Regardless of standards or framework, examining AI already involves heavy assistance from technical specialists in the field and this is unlikely to stop. Desai, the Schellman CEO, said firms in the future will likely need dedicated experts if they want to conduct AI audits because the things they'll be examining are highly complex.
"You may be going into real developers and technologists and AI-powered algorithms are very complicated," she said. "Someone will need to go through the algorithms and make sure they're appropriate, and that to me is a coder. I'd need someone who understands the code. I feel like I'm a high tech person, and I don't think I could do that. So I think every firm will have a group that says these are the AI [experts], they understand machine learning models and robotic processing."
Desai added it would be difficult for a firm to upskill everyone with the skills they'd need. She said that 50% of the audit work could be done by upskilled experts, but 50% will be done by subject matter experts.
Hayes, the PKF O'Connor Davies audit partner, had a similar prediction. He said he doesn't understand actuarial tables, but he can still audit them with the help of an expert. Similarly, he envisions auditors will be working hand in hand with technical experts such as Suma Chander, a PKF O'Connor Davies partner who specializes in high-level technology strategy for organizations of all sizes. She said that while she is not actually conducting the financial audit, she and professionals like her are arming the auditor with the information needed to do so effectively.
"I am not auditing the statement," she said. "That is the financial auditor. I am auditing the technology and making sure the financial auditor is getting the information he [needs] from a technical standpoint. I am [overseeing] the data gathering in terms of the extraction, how we get it out of the system, how it calculates, what systems they are using, what tools they are using, is there any type of AI that could be built into the reporting of the financial statements. This is the work of the technology, making sure to look into what is driving the process and giving the information to [the auditor to] make sure the numbers are accurate."
While Deloitte also anticipates using technical experts on AI audits, there seems to be more focus on equipping auditors with basic AI knowledge. These auditors don't need to be technical experts, but they do need to at least understand what AI can and can't do and know the kinds of questions they should be asking during an AI audit engagement.

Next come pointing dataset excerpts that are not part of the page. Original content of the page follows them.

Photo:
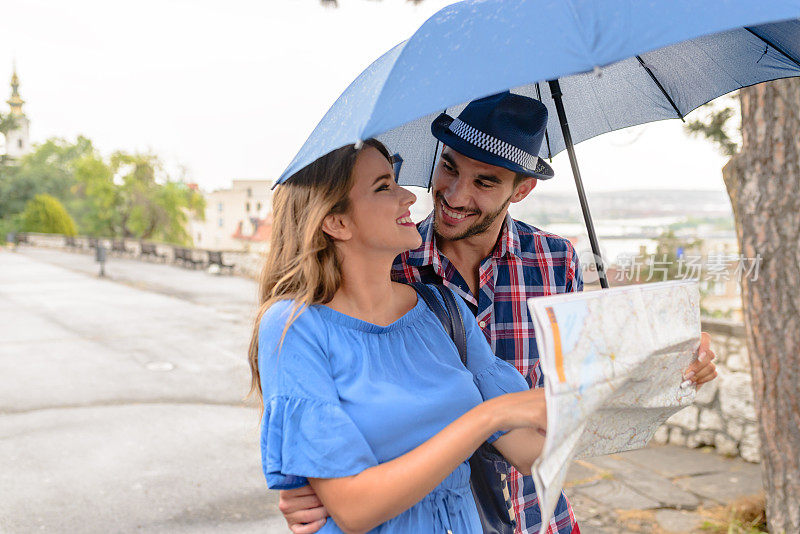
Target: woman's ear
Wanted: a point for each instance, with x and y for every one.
(335, 226)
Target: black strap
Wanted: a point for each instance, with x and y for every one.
(449, 314)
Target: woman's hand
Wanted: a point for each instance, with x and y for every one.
(526, 409)
(702, 370)
(524, 415)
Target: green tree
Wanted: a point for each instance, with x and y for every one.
(96, 199)
(45, 214)
(761, 177)
(46, 170)
(150, 204)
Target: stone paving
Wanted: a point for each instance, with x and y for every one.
(662, 488)
(121, 410)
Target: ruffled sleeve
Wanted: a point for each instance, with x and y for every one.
(305, 431)
(492, 375)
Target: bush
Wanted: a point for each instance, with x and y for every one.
(45, 214)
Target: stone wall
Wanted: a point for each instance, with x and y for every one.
(247, 264)
(723, 414)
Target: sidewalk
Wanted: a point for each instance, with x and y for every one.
(659, 489)
(120, 410)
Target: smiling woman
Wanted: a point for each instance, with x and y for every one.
(365, 395)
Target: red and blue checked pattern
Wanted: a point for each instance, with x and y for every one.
(526, 262)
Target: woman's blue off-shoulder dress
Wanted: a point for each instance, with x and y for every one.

"We always have a multi-disciplinary approach," said Deloitte's Hittner. "We have upskilling of our auditors on basic AI and what to look for, [such as] identifying where AI or some advanced approaches are being used. That is probably the most important thing. AI can be implemented within those systems without much knowledge, so it's critical to identify and uptrain folks to identify that. We always have specialists to handle certain complex situations. So we would treat it similarly to how we look at other things like valuation. But ultimately, we want to leverage the auditor skillset, which is critical for auditing AI, and layer it in with a multidisciplinary mindset."
Pawlicki, from the AICPA, said that regardless of what eventually emerges, it is important for accountants to be leaders when it comes to AI oversight, as it plays directly to the profession's strengths.
"The profession stands ready to help in this space," she said. "This is our wheelhouse. This is what we do. We provide confidence in information, independent third-party assurance that brings confidence to users of financial statements provided by third parties."